El massismo rearma su estrategia y apuesta a la fractura del oficialismo para sostener la competitividad del peronismo.

13.07.2026

Sergio Massa se perfila como mediador entre el kirchnerismo, el axelismo y los gobernadores del PJ. El freno a la reforma electoral libertaria y la caída en la imagen presidencial reactivan las expectativas del Frente Renovador de cara al próximo año electoral.

El massismo rearma su estrategia y apuesta a la fractura del oficialismo para sostener la competitividad del peronismo.

 

El intento de Javier Milei de suspender las PASO para romper a la oposición y dejar al peronismo sin instrumentos para dirimir su interna comenzó a enfriarse. Al rechazo del peronismo y la izquierda se sumaron las dudas de los aliados estratégicos en el Congreso. Ni el PRO ni la UCR ven la reforma política libertaria como un asunto urgente. El Gobierno se lanzó a apurar los tiempos justo cuando la imagen positiva de Milei muestra un desgaste marcado tras el cierre del Mundial de Fútbol y el rechazo a la gestión económica consolida su piso.
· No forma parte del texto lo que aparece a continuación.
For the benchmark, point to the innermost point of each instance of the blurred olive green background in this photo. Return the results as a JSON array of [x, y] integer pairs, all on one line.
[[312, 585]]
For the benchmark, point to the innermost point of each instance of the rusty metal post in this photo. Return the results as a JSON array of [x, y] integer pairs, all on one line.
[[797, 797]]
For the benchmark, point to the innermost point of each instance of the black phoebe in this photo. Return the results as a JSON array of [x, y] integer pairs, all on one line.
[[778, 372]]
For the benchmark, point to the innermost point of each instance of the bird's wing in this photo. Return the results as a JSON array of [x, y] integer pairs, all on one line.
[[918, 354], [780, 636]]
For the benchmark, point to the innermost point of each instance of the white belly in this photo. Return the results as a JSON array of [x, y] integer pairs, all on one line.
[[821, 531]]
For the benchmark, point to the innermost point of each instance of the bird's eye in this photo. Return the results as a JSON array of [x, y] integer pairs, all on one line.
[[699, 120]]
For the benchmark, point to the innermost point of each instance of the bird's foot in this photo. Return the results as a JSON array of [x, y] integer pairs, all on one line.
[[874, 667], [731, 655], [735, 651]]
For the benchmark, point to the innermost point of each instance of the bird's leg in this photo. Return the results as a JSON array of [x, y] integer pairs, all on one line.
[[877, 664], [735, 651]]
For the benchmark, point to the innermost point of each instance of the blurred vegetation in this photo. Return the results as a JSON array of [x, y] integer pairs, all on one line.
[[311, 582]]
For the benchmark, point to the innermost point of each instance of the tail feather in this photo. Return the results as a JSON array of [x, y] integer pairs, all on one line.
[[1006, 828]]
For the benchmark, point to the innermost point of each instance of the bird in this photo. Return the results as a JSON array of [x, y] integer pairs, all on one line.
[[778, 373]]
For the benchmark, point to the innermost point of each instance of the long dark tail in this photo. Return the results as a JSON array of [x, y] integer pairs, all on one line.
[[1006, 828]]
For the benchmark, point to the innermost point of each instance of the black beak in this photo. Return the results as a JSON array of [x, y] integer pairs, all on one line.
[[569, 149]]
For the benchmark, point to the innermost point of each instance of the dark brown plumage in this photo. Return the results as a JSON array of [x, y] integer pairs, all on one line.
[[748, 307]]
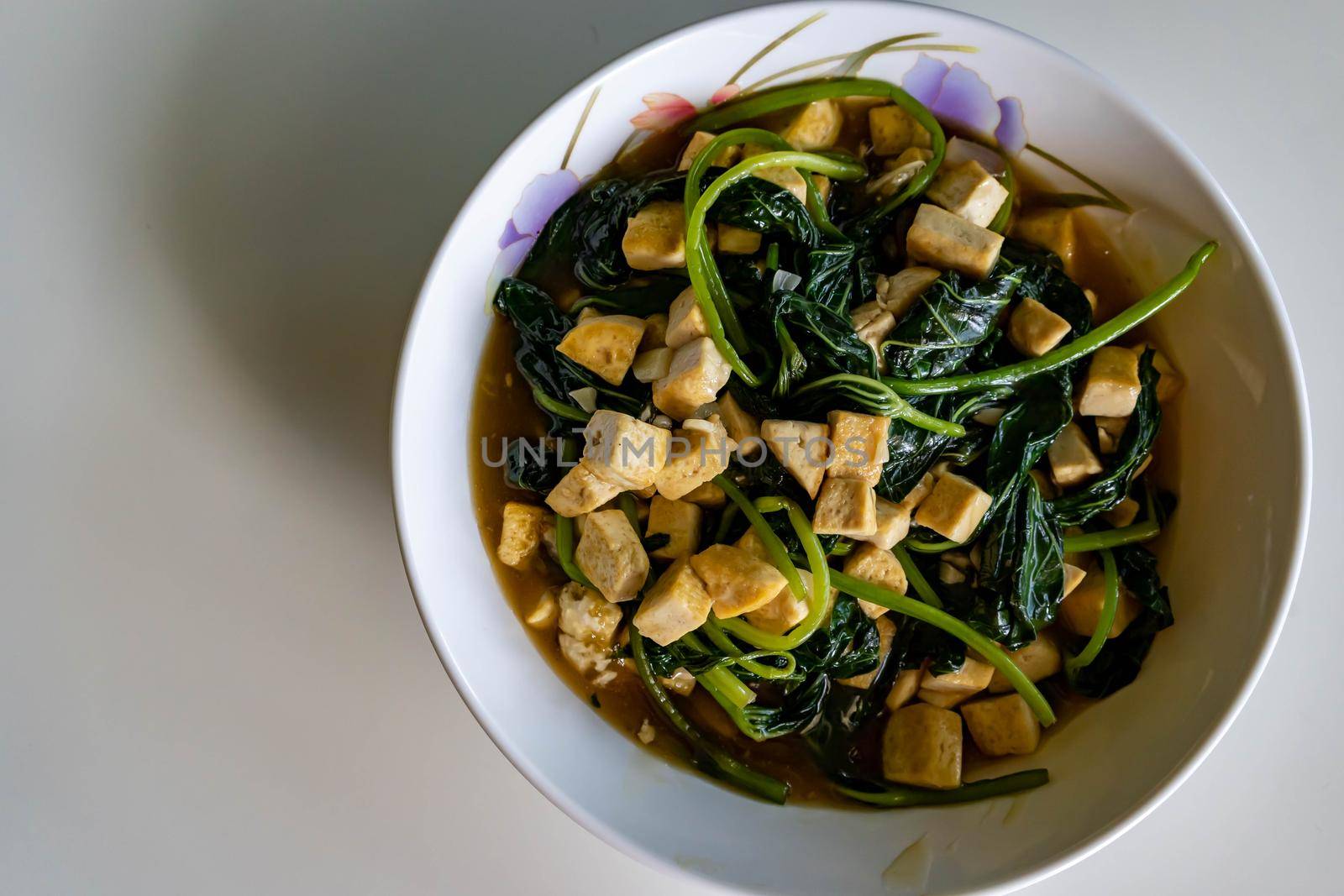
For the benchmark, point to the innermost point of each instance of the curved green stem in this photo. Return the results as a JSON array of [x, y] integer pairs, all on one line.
[[987, 789], [991, 652], [709, 758], [1081, 347]]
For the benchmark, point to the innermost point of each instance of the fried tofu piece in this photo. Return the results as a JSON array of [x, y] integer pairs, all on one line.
[[696, 375], [1072, 458], [954, 508], [968, 191], [581, 490], [701, 450], [878, 566], [921, 747], [605, 344], [612, 555], [680, 521], [521, 533], [846, 506], [624, 450], [801, 448], [675, 605], [893, 130], [859, 446], [737, 582], [1112, 385], [1034, 329], [952, 244], [1003, 726]]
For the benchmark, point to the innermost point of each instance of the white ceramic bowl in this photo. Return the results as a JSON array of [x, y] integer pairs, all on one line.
[[1231, 555]]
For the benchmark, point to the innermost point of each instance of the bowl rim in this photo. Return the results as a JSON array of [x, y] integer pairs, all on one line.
[[1284, 332]]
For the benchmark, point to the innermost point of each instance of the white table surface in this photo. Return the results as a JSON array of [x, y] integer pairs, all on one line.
[[214, 217]]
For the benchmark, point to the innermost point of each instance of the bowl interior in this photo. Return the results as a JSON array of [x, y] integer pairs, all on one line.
[[1230, 555]]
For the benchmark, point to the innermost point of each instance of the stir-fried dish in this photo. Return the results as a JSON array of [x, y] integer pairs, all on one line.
[[826, 465]]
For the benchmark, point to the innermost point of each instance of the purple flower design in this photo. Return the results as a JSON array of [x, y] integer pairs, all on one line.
[[958, 97], [534, 208]]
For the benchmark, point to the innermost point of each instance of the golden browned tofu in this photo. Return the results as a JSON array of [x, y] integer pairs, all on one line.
[[921, 747], [846, 506], [815, 127], [701, 450], [1003, 726], [1038, 660], [685, 320], [948, 242], [624, 450], [675, 605], [612, 555], [696, 378], [1112, 385], [859, 446], [1034, 329], [605, 344], [968, 191], [699, 140], [878, 566], [893, 130], [581, 490], [680, 521], [801, 448], [954, 508], [1072, 458], [655, 238], [737, 582], [1081, 610], [521, 533]]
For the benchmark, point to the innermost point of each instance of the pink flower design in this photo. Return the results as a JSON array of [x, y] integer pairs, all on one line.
[[960, 98]]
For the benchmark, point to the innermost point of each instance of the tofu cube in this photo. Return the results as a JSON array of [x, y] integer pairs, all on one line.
[[898, 291], [612, 555], [737, 582], [904, 688], [652, 364], [605, 344], [859, 446], [738, 241], [655, 238], [624, 450], [878, 566], [1112, 385], [1003, 726], [815, 127], [1050, 228], [954, 508], [1034, 329], [675, 605], [894, 130], [696, 375], [921, 747], [801, 448], [1072, 458], [685, 320], [846, 506], [698, 454], [680, 521], [1038, 661], [974, 678], [952, 244], [699, 140], [580, 492], [886, 636], [521, 533], [968, 191], [1081, 610]]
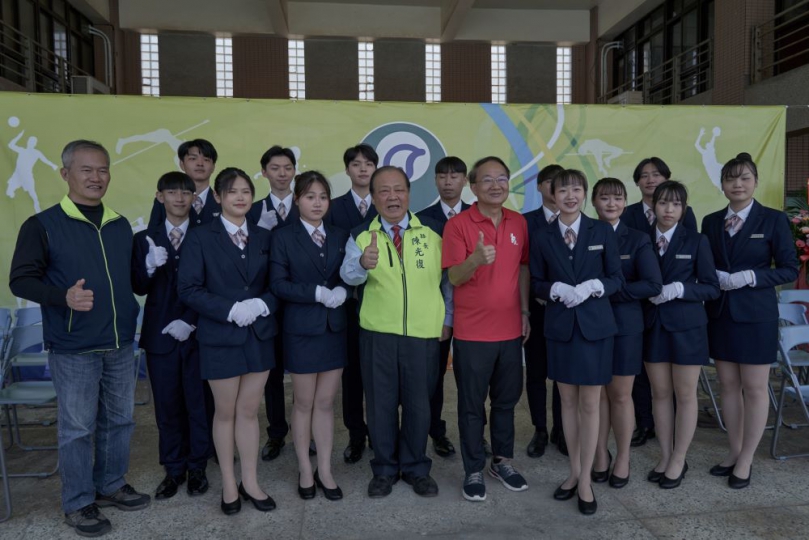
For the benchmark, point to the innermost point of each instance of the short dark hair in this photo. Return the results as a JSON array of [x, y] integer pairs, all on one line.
[[226, 178], [305, 180], [569, 177], [176, 180], [608, 186], [205, 148], [450, 164], [81, 144], [659, 164], [671, 190], [276, 151], [735, 167], [479, 163], [388, 168], [365, 149]]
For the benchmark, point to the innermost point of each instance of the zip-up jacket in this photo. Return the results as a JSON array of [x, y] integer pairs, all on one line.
[[77, 249], [403, 296]]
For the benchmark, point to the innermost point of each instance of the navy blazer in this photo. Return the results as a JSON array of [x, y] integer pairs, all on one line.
[[163, 304], [214, 276], [344, 214], [297, 268], [595, 256], [765, 237], [634, 218], [210, 210], [642, 279], [293, 214], [688, 260], [436, 213]]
La evolución de estas variables es clave para determinar si la elección legislativa será un escenario hiperpolarizado —donde el voto se ordene a favor o en contra de la Casa Rosada— o si el deterioro del oficialismo habilitará una disputa por el voto de derecha que fragmente la oferta. En las oficinas de San José 1111 evalúan que solo en un escenario de tercios o cuatro cuartos el peronismo podría avanzar dividido y, aun así, mostrarse competitivo en los distritos clave. Ante este panorama, el massismo salió a instalar "expectativa de triunfo".

En el entorno del ex candidato presidencial aseguran que los trackings de opinión pública que llegan a su oficina de la Avenida del Libertador ubican la aprobación presidencial en torno al 26%, una cifra que entusiasma al Frente Renovador. Sin exposición pública deliberada, Massa reparte sus jornadas entre el sector privado y el armado político de la estructura peronista. En sus conversaciones reserva la calma frente a la interna que hoy tensiona al kirchnerismo y al esquema de Axel Kicillof. "Todavía hay tiempo", repite ante los suyos.

Sus movimientos en el tablero político apuntan a la mediación. Además de las comidas quincenales con el gobernador bonaerense, Massa opera para contener las demandas de los gobernadores del Norte Grande y coordinar posiciones con las terminales del PJ patagónico, que miran con recelo la centralización del debate en el AMBA. Aún sin revelar si jugará en las listas, Massa predica la unidad como condición de supervivencia. Su diagnóstico de campaña es estrictamente pragmático: sostiene que la sociedad ordenará su voto a través de "la heladera" y la comparación directa de la pérdida del poder adquisitivo.

El futuro inmediato de esta estrategia dependerá de la capacidad de mantener el bloque unificado en el Congreso frente a los nuevos proyectos de reforma electoral que el oficialismo buscará reflotar antes del cierre del período legislativo.